Ci sono altre questioni su cui non c’è chiarezza, come quella delle amministrative. Assumendo che il Movimento resti integro, c’è per esempio da sciogliere l’inghippo torinese, su cui la sindaca Chiara Appendino nei giorni scorsi si è espressa in termini tutt’altro che positivi: a poche settimane dal voto, i due grillini che ambiscono a correre nella città in cui il M5s si è già smarcato dall’alleanza col Pd sono ancora entrambi in gioco per la candidatura ufficiale, senza che i maggiorenti siano riusciti a imporre una decisione e senza che siano stati interpellati gli attivisti. Anche la faticosa mediazione sulle alleanze strutturali del Movimento dovrà avere un seguito, considerato che gli attivisti si erano espressi a favore della collaborazione con altre liste, ma da allora, come dimostrano bene le amministrative, sugli apparentamenti non è andato sempre tutto liscio.

Resta poi sul tavolo la questione dei due mandati, che segna anche una divisione interna ai gruppi parlamentari: la contrapposizione tra chi è al primo incarico e gli eletti che tremano per la propria riconferma dopo il secondo non è cosa nuova, ma su questo tema Grillo e Conte hanno già rinviato la decisione a una votazione degli iscritti: saranno loro a valutare se potrà essere concessa una deroga “per merito” come era stato ipotizzato nelle settimane precedenti allo strappo.

Un altro tema su cui i Cinque stelle dovranno decidere da che parte stare è l’immigrazione. Oggi (e nei piani di Conte) il Movimento si pone nello schieramento di centrosinistra, quindi si può assumere che le posizioni siano più morbide di quando il M5s era al governo con la Lega. Bastano però un paio di scroll sul vecchio Blog delle stelle nella ricerca tematica “immigrazione” per ritrovare post in cui si parla di «show delle ong» o di partenza dei «barconi della morte», ma anche di «comparse e false eroine» in riferimento alle navi delle ong che salvano i migranti in mare e alle loro capitane.
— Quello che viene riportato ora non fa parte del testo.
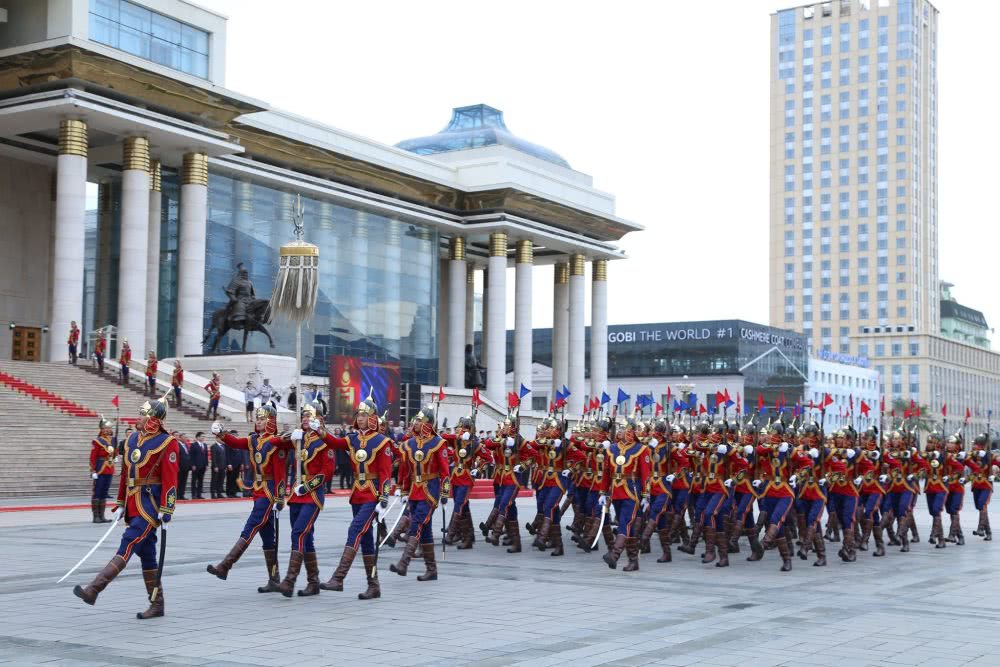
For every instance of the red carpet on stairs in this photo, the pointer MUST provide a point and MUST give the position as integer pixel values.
(45, 396)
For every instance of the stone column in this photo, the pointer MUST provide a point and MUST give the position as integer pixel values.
(191, 254)
(560, 329)
(67, 249)
(577, 333)
(599, 328)
(153, 255)
(457, 284)
(523, 265)
(496, 362)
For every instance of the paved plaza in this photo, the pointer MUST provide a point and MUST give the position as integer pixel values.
(934, 607)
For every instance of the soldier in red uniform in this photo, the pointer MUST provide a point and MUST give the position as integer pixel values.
(371, 458)
(177, 381)
(214, 389)
(423, 484)
(314, 465)
(147, 494)
(73, 341)
(102, 467)
(124, 359)
(627, 468)
(267, 466)
(100, 349)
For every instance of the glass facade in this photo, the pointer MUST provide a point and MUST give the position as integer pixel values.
(150, 35)
(378, 289)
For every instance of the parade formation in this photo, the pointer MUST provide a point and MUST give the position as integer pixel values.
(691, 479)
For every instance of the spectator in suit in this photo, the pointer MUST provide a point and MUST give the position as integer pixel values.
(199, 461)
(218, 469)
(184, 466)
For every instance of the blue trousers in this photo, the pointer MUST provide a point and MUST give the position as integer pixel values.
(549, 498)
(935, 503)
(659, 511)
(844, 506)
(261, 520)
(777, 510)
(627, 511)
(508, 498)
(421, 515)
(101, 486)
(140, 539)
(360, 533)
(302, 517)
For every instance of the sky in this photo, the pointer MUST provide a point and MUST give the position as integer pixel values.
(665, 104)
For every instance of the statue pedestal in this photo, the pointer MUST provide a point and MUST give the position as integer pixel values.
(236, 369)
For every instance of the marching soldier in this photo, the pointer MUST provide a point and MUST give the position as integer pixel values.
(147, 493)
(423, 484)
(371, 457)
(314, 465)
(267, 465)
(627, 467)
(124, 359)
(102, 467)
(73, 341)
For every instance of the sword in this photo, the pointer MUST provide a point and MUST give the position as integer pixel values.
(92, 549)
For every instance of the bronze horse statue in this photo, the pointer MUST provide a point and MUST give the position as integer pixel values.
(257, 314)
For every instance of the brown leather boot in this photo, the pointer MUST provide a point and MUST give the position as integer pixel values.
(632, 551)
(336, 582)
(611, 558)
(222, 569)
(664, 535)
(514, 533)
(312, 575)
(271, 561)
(431, 573)
(90, 592)
(541, 533)
(287, 585)
(404, 560)
(709, 545)
(371, 572)
(155, 592)
(784, 550)
(555, 539)
(722, 546)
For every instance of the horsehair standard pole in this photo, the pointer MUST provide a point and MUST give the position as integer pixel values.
(295, 290)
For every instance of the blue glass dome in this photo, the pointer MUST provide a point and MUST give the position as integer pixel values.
(474, 127)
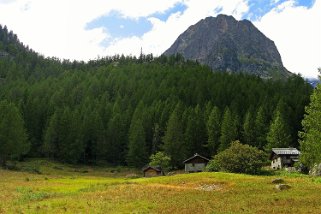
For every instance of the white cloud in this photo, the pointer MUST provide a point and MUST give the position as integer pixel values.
(57, 27)
(296, 32)
(164, 33)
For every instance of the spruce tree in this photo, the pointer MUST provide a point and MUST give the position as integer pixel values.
(249, 129)
(174, 139)
(228, 130)
(278, 135)
(311, 135)
(137, 155)
(261, 127)
(13, 136)
(213, 131)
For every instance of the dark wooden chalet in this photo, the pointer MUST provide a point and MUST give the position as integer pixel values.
(284, 157)
(152, 171)
(197, 163)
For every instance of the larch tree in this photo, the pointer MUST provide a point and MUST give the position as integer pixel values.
(278, 135)
(311, 135)
(228, 130)
(174, 138)
(13, 136)
(214, 130)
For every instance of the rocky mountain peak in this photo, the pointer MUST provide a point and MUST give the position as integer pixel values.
(226, 44)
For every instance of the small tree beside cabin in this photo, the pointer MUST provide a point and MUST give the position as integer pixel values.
(197, 163)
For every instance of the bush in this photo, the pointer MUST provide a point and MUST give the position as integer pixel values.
(238, 158)
(160, 159)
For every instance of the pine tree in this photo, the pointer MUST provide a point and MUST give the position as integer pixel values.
(261, 127)
(213, 131)
(249, 129)
(174, 139)
(228, 130)
(311, 135)
(278, 135)
(13, 136)
(137, 155)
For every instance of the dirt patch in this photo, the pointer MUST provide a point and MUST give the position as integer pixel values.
(209, 187)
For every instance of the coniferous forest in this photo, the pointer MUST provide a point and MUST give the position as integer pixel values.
(122, 109)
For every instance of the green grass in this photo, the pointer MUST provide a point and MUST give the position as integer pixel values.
(67, 189)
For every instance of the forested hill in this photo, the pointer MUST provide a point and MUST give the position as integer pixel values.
(123, 109)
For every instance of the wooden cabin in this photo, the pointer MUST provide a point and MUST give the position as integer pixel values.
(152, 171)
(196, 163)
(284, 157)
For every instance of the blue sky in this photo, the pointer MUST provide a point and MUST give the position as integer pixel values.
(86, 29)
(119, 26)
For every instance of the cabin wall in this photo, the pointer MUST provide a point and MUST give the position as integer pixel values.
(151, 173)
(276, 163)
(194, 167)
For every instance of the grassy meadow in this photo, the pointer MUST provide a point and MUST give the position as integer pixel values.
(47, 187)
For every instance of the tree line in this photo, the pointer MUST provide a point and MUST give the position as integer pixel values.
(120, 110)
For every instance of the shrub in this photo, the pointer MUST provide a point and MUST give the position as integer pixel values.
(160, 159)
(238, 158)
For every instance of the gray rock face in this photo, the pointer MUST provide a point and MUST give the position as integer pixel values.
(226, 44)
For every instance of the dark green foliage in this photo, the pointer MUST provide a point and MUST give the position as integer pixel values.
(261, 127)
(311, 135)
(214, 130)
(239, 158)
(160, 159)
(13, 136)
(249, 135)
(228, 130)
(137, 155)
(174, 138)
(83, 112)
(278, 135)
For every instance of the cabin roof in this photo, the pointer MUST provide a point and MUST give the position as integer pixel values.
(156, 168)
(286, 151)
(195, 156)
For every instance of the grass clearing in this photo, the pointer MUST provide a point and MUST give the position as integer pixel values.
(66, 189)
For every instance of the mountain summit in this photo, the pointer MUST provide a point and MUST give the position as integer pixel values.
(225, 44)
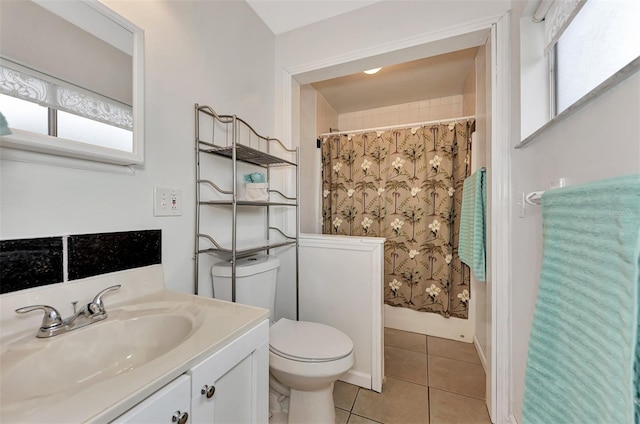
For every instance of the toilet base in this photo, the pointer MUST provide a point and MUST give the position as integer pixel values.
(311, 407)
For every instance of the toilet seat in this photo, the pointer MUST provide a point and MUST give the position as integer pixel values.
(308, 341)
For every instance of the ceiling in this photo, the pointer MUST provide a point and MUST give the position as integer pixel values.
(285, 15)
(437, 76)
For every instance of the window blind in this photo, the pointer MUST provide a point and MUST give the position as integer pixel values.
(33, 86)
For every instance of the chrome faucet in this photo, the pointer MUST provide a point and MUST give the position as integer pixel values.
(53, 324)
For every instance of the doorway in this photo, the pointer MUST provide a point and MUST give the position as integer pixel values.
(495, 319)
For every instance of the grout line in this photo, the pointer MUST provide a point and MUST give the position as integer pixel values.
(455, 393)
(65, 259)
(454, 359)
(354, 399)
(408, 350)
(362, 416)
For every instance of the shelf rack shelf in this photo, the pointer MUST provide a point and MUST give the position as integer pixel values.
(235, 130)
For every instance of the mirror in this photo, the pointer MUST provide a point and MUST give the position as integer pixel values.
(71, 80)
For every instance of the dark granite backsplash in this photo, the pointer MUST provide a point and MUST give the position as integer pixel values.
(30, 263)
(94, 254)
(27, 263)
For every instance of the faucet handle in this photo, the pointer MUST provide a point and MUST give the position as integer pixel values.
(97, 305)
(51, 317)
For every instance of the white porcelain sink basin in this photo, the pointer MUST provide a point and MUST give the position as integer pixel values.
(127, 339)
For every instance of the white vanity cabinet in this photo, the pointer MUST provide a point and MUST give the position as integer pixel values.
(232, 386)
(171, 404)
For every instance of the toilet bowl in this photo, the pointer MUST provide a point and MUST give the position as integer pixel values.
(308, 358)
(305, 358)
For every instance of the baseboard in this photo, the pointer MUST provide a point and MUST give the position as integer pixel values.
(483, 358)
(357, 378)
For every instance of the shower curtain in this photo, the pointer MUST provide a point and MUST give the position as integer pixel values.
(406, 185)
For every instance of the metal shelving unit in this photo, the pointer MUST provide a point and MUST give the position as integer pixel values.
(237, 151)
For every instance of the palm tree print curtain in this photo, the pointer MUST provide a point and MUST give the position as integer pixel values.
(405, 185)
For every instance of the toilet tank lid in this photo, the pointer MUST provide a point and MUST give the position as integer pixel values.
(247, 266)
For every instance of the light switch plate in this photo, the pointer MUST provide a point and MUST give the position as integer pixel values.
(167, 201)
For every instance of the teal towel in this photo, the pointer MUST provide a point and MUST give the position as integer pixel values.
(583, 349)
(471, 247)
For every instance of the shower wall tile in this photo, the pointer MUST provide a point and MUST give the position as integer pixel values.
(27, 263)
(94, 254)
(405, 113)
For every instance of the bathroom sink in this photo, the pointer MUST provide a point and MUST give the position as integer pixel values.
(127, 339)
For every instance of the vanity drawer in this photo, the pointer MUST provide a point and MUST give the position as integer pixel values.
(173, 400)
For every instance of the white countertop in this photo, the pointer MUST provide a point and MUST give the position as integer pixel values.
(218, 324)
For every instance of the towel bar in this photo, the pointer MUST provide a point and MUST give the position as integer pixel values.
(534, 198)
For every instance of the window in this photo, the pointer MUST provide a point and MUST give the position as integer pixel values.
(602, 38)
(571, 52)
(71, 83)
(41, 104)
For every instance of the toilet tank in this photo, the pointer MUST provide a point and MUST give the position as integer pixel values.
(256, 278)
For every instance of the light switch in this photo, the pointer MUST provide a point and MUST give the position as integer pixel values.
(167, 201)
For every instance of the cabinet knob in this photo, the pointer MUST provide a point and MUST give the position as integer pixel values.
(180, 417)
(208, 390)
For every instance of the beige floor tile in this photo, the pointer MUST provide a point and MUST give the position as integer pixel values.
(453, 349)
(405, 340)
(357, 419)
(399, 402)
(451, 375)
(405, 365)
(450, 408)
(342, 416)
(344, 394)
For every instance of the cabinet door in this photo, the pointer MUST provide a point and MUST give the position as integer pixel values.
(232, 386)
(160, 407)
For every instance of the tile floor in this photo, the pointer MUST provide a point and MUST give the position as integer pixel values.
(429, 380)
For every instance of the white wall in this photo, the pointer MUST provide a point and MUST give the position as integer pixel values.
(310, 215)
(316, 116)
(599, 141)
(481, 156)
(185, 63)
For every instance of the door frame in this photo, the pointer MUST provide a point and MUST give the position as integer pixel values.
(499, 377)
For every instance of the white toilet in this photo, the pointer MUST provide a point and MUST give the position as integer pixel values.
(305, 358)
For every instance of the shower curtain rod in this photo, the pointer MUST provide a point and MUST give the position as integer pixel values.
(391, 127)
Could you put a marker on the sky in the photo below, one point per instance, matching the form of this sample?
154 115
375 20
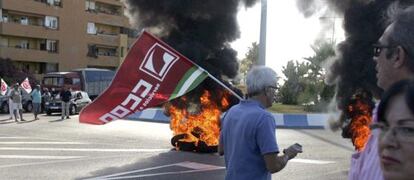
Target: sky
289 33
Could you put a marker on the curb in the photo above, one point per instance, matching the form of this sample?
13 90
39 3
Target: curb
294 121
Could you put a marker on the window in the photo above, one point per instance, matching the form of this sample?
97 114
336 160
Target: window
51 45
51 67
55 81
24 44
5 18
24 20
76 81
91 29
51 22
90 5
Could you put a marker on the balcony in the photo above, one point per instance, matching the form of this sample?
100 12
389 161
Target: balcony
112 2
30 55
33 7
16 29
104 39
107 61
113 20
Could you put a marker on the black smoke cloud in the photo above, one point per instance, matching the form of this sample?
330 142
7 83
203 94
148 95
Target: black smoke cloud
364 22
200 30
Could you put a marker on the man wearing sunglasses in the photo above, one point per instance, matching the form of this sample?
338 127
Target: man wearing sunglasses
394 57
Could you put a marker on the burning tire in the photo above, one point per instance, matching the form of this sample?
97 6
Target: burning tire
201 146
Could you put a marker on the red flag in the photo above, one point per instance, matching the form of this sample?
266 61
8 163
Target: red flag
26 85
3 88
151 74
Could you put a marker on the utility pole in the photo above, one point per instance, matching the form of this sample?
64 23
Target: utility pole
262 44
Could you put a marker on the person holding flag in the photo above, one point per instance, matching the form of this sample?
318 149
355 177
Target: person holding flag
16 97
5 91
26 85
3 87
36 100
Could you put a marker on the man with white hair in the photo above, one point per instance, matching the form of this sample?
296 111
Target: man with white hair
247 137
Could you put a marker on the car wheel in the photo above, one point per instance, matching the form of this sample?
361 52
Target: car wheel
29 107
5 107
72 110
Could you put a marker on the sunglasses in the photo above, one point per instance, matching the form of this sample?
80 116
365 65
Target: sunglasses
378 48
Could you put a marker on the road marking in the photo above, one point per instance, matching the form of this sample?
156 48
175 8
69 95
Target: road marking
59 161
197 167
15 137
311 161
83 149
37 157
42 142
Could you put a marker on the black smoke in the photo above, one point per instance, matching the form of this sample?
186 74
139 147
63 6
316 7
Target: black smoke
200 30
364 23
353 68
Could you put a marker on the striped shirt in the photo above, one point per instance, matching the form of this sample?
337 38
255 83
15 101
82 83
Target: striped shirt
365 165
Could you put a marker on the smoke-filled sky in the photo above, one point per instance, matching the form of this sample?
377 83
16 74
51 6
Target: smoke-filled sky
289 32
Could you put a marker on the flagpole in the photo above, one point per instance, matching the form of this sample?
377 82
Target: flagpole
211 76
221 83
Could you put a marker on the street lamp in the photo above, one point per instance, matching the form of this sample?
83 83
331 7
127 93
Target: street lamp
333 24
262 45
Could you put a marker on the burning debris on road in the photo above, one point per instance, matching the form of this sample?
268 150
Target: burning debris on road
201 31
195 119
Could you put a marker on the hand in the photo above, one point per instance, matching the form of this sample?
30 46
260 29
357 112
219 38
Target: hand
293 150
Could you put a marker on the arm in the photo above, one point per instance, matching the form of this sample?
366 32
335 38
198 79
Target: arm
275 163
220 149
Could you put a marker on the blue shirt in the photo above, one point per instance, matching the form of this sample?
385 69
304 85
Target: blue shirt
248 133
36 96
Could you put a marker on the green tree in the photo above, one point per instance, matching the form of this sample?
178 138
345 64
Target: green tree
252 57
304 83
316 90
294 82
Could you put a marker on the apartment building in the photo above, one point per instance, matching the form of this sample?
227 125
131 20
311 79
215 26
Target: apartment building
42 36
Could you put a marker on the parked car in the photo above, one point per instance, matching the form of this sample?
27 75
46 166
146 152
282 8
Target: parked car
79 100
26 103
91 80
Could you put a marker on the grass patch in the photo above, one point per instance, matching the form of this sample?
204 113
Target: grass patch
283 108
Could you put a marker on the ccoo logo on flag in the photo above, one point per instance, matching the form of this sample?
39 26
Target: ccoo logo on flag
158 61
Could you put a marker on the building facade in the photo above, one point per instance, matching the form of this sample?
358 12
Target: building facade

Altra questione incerta è la transizione ecologica. Dopo essersi intestati la nascita del ministero omonimo voluto da Grillo, tra il M5s e il ministro scelto per guidarlo non è mai scoccata la scintilla. Ma se Roberto Cingolani viene contraddetto quasi quotidianamente dai grillini, neanche loro hanno ben chiare le priorità del partito sull’ambiente, come dimostra per esempio lo scontro interno sull’appoggio agli investimenti sull’idrogeno, che inizialmente il Movimento aveva spalleggiato con tutte le proprie forze.

Come è successo negli ultimi mesi per il tema del giustizialismo, che aveva caratterizzato soprattutto il Movimento della prima ora ed era stato rinnegato da una presa di posizione di Di Maio. Anche la visione degli eletti sulle politiche del lavoro sta mutando. A differenza di quando i Cinque stelle si battevano per «abolire la povertà» con il reddito di cittadinanza, oggi una parte degli eletti preferirebbe sovvenzionare politiche attive e prende le distanze dalle tendenze assistenzialiste del Movimento delle origini.

Di tutto questo si dovrà discutere, ma per il momento non è previsto né un congresso, né una votazione.